The recognition of James Wilson's body was not a fluke. Knox's students also recognized a number of local prostitutes whose bodies turned up in Knox's theater, including Mary Patterson, who had been killed in April 1828.
- Photo: A. Duncan Smith / Wikimedia Commons / Public domain
They Were Finally Caught When Lodgers Found A Body Under The Bed
By summer 1828, Burke and Helen McDougal had moved into a separate lodging house. On Halloween night 1828, Burke and McDougal made the acquaintance of Madgy Docherty, a middle-aged woman from Ireland, and quickly identified her as a victim. The problem? Another couple - James and Ann Gray - was also staying at the lodging house, and there simply was not a spare room in which to commit the murder. So to make room, Burke arranged for the Grays to spend the night at Hare's lodging house, explaining to the couple that Dochtery was in fact a relative from Ireland. With the Grays out of the way, Burke and Hare went to work, killing the woman in their usual way and hiding her body under the bed.
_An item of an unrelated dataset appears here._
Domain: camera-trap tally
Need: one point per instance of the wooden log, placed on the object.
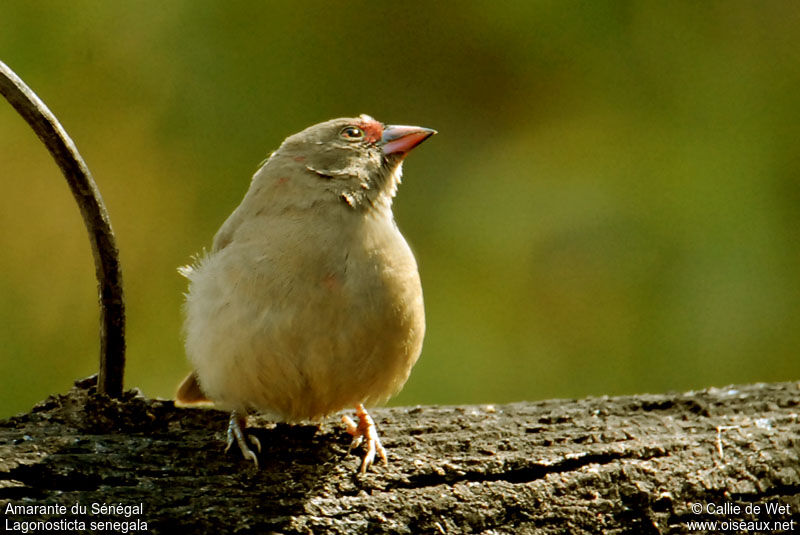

The next day, the Grays returned to the scene of the crime to collect their belongings - and found Dochtery's body. The Grays immediately alerted the police. By the time the police arrived on the scene, Burke and Hare had already removed Docherty's body and delivered it to Robert Knox, where the police found it.
Their Common-Law Wives Were Knowing Accomplices
After William Hare moved to Edinburgh, he took up with Margaret, the widow of the man who ran the lodging house where he was staying in Tanner's Close in 1826. Whether or not they were legally married, Hare and Margaret - herself an Irish immigrant too - carried on as man and wife. After Burke's arrival in Scotland, he too found a partner: Helen McDougal, a Scottish woman.
Though the actual killing was done by both Burke and Hare, Margaret and Helen aided in bringing potential victims into the house. At one point, McDougal's own relative became a victim. When Burke and Hare were finally caught, their wives literally got away with murder. Hare in particular refused to give evidence against his wife.
- Photo: Wellcome Images / Wikimedia Commons / CC-BY 4.0
Most Of Their Victims Were Among Edinburgh's Poorest Residents
Burke and Hare hunted for their victims around the Grassmarket area of Edinburgh before bringing them back to Hare's lodging house nearby in West Port. Grassmarket was the site of both a large market and public gallows. The wealthy were flocking to Edinburgh's spacious New Town, leaving areas in the Old Town like Grassmarket to the urban poor.
Burke and Hare wanted to target people whose absence would not be noticed - and so they preyed on the poor of Grassmarket. Their victims included cinder gatherers, washerwomen, prostitutes, and other poor Irish immigrants. To Burke and Hare, these poor people were worth more dead than alive.